Nasacre - along with the Association of Religious Education Inspectors, Advisers and Consultants (Areiac) - have published a paper telling members across the country that they can ignore the previous guidance, so-called Circular 1/94.
It says that schools need to make "an imaginative interpretation" of the rules governing collective worship, which no longer need to focus on Jesus. It argues that this could amount to schools doing little more than talking about Christian values such as "love thy neighbour".
But the move has generated a hostile reaction in some quarters. Andy Yarrow, head of Chelsea Academy, a joint Church of England and local authority school, said that it was impossible to separate Jesus from Christianity, and that schools should not shy away from mentioning Christ.
"You can't separate Christianity from Christ.
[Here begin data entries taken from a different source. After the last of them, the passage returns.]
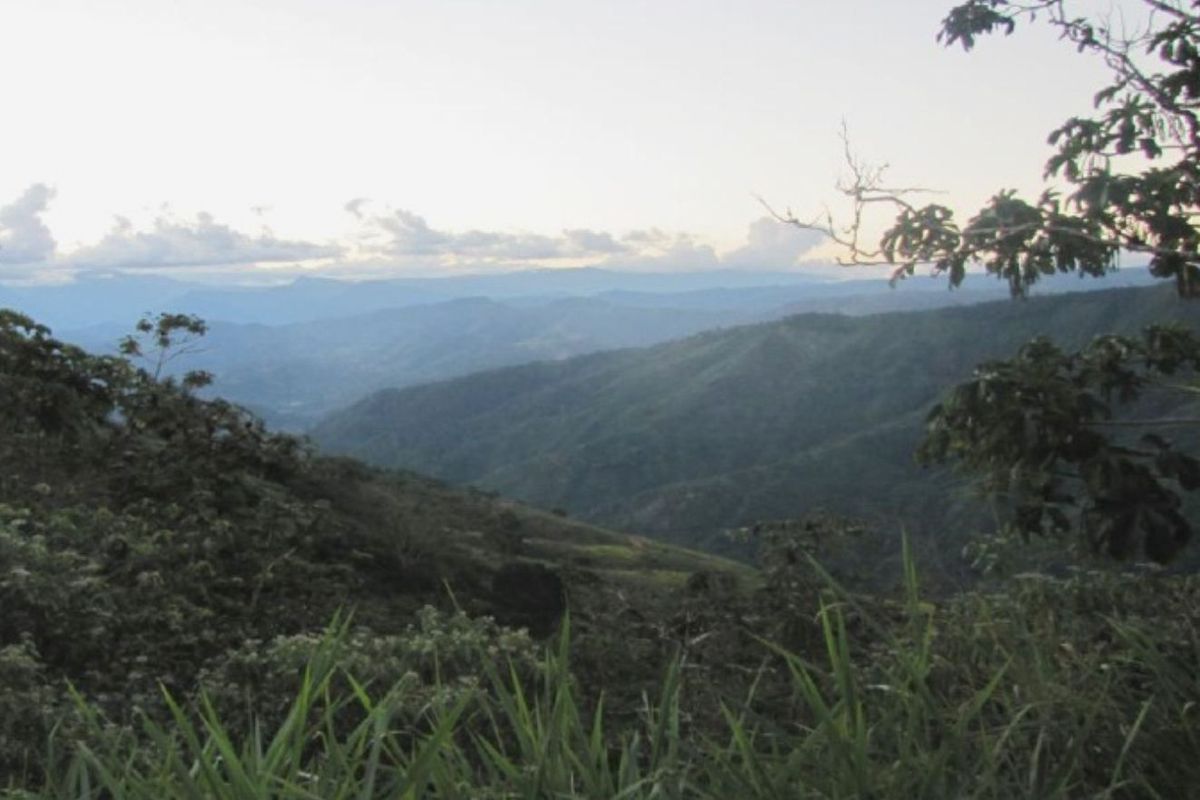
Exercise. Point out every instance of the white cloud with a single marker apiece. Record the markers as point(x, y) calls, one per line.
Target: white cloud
point(202, 241)
point(24, 238)
point(772, 245)
point(405, 235)
point(383, 242)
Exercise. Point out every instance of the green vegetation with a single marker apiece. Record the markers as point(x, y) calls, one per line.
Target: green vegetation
point(167, 570)
point(724, 429)
point(1051, 690)
point(168, 567)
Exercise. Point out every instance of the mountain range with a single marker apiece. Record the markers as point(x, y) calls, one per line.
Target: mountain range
point(727, 427)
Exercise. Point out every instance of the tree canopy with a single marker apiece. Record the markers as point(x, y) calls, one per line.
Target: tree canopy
point(1072, 439)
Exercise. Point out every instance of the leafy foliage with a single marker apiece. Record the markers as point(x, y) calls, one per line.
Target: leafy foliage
point(1116, 202)
point(1039, 426)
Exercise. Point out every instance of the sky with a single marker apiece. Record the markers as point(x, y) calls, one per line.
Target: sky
point(252, 140)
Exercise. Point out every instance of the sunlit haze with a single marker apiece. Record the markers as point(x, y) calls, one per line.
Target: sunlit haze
point(241, 140)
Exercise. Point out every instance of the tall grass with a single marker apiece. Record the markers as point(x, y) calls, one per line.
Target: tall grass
point(983, 697)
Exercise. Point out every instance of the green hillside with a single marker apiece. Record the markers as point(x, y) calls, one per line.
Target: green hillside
point(725, 428)
point(196, 607)
point(149, 539)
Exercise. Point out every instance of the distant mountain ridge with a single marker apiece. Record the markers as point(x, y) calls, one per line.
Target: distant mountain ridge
point(683, 439)
point(121, 298)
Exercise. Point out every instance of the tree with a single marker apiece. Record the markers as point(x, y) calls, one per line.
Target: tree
point(1045, 428)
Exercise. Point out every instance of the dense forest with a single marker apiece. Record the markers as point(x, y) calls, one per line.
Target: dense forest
point(193, 605)
point(727, 428)
point(197, 607)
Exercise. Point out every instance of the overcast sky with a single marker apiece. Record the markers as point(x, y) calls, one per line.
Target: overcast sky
point(358, 137)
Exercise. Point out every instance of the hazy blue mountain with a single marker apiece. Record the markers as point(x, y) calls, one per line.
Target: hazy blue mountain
point(730, 426)
point(120, 299)
point(292, 374)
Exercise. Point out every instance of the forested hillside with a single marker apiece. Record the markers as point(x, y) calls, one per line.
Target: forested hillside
point(151, 540)
point(729, 427)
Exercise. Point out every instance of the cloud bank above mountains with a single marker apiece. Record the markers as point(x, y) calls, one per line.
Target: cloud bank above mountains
point(381, 241)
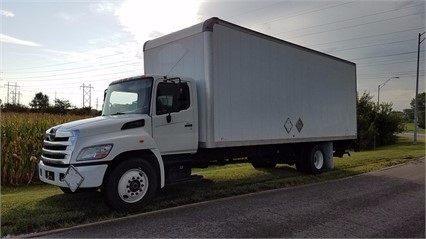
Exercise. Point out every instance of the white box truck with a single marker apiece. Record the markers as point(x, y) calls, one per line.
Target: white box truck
point(211, 92)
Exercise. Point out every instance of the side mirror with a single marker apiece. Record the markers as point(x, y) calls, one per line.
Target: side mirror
point(169, 118)
point(105, 92)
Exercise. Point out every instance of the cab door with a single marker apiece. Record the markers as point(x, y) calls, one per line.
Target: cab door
point(173, 117)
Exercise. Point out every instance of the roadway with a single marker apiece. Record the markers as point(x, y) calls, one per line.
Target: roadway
point(386, 203)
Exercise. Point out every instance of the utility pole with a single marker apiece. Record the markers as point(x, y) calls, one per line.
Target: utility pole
point(87, 95)
point(19, 97)
point(12, 92)
point(417, 88)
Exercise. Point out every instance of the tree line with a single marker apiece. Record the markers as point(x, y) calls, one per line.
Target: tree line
point(40, 104)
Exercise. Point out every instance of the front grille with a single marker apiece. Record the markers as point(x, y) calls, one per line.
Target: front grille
point(58, 145)
point(57, 139)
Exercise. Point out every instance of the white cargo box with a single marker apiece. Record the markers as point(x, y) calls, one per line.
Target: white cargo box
point(254, 89)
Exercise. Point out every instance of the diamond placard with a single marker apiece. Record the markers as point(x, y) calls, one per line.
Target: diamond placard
point(299, 125)
point(288, 125)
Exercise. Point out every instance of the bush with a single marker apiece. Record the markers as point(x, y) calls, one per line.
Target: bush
point(377, 126)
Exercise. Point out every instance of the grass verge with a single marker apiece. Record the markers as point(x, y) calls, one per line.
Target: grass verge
point(43, 207)
point(409, 128)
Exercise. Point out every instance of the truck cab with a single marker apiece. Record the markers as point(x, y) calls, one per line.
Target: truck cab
point(143, 119)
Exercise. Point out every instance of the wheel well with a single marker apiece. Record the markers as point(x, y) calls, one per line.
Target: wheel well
point(146, 155)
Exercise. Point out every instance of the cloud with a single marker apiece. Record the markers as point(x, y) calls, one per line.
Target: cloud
point(6, 13)
point(146, 19)
point(16, 41)
point(102, 7)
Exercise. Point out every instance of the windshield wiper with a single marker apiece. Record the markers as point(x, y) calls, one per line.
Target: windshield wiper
point(119, 113)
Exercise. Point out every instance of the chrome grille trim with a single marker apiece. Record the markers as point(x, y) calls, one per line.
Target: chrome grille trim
point(55, 138)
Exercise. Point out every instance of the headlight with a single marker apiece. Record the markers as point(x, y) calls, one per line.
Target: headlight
point(94, 152)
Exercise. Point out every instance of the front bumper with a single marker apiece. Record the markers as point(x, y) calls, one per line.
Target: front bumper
point(93, 175)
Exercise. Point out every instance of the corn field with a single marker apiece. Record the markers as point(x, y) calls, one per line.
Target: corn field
point(21, 144)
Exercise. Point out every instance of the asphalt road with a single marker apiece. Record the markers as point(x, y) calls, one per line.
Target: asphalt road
point(387, 203)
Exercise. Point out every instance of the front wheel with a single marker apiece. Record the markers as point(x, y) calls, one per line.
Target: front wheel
point(130, 185)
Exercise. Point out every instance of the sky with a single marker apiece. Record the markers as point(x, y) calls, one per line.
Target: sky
point(68, 49)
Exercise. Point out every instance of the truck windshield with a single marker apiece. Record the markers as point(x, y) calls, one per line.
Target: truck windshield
point(128, 97)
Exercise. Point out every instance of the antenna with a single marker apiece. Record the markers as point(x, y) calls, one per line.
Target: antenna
point(177, 63)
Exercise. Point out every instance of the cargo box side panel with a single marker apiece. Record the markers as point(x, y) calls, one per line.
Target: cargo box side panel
point(269, 92)
point(183, 57)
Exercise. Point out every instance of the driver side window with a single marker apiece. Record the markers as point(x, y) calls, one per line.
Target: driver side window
point(172, 97)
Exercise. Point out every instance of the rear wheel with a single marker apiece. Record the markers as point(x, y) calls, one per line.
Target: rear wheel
point(130, 185)
point(312, 160)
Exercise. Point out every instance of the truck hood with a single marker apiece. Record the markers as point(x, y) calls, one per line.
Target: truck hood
point(100, 124)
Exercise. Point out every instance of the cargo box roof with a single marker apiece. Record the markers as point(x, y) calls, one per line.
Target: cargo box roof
point(208, 24)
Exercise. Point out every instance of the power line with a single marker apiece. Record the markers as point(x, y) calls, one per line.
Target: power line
point(307, 12)
point(397, 54)
point(346, 20)
point(358, 25)
point(75, 68)
point(366, 46)
point(369, 36)
point(75, 72)
point(65, 63)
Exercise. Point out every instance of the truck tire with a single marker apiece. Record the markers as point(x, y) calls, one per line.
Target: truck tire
point(316, 160)
point(312, 160)
point(130, 185)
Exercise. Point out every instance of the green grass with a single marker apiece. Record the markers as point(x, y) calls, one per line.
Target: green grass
point(44, 207)
point(409, 128)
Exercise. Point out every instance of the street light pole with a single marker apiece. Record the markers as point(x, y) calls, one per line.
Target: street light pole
point(417, 88)
point(378, 103)
point(381, 86)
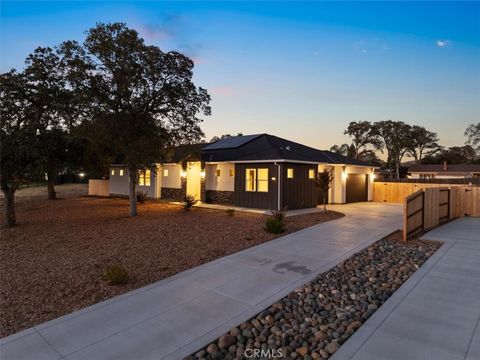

It's like saying 'I'm a Darwinist but I'm not going to talk about Darwin'," said Mr Yarrow. "Without Christ, Christianity loses its distinctiveness."
He said that many other religions recognised Christ as an important figure and that knowledge of the Bible was vital for understanding modern society. "We don't shy away from Christ, but it's important that it's not done in a way that's putting undue pressure on pupils," he said.
A spokeswoman for the Church of England said that the previous guidance had been "effectively interpreted by church and community schools for pupils of all faiths and none". "Given that the central figure in Christian belief and practice is Jesus Christ we would expect all schools to include in their collective worship programme stories of his life and work and impact," she added.
Rabbi Dr Jonathan Romain, chair of the Accord Coalition, which campaigns for the reform of current collective worship laws in schools, said that dispensing with Circular 1/94 was an "important moment" but urged the government to go further.
"The continuing legal requirement that schools provide daily worship... still prevents schools from providing an inspiring programme of assemblies that are truly respectful and genuinely inclusive of all staff and children," he said.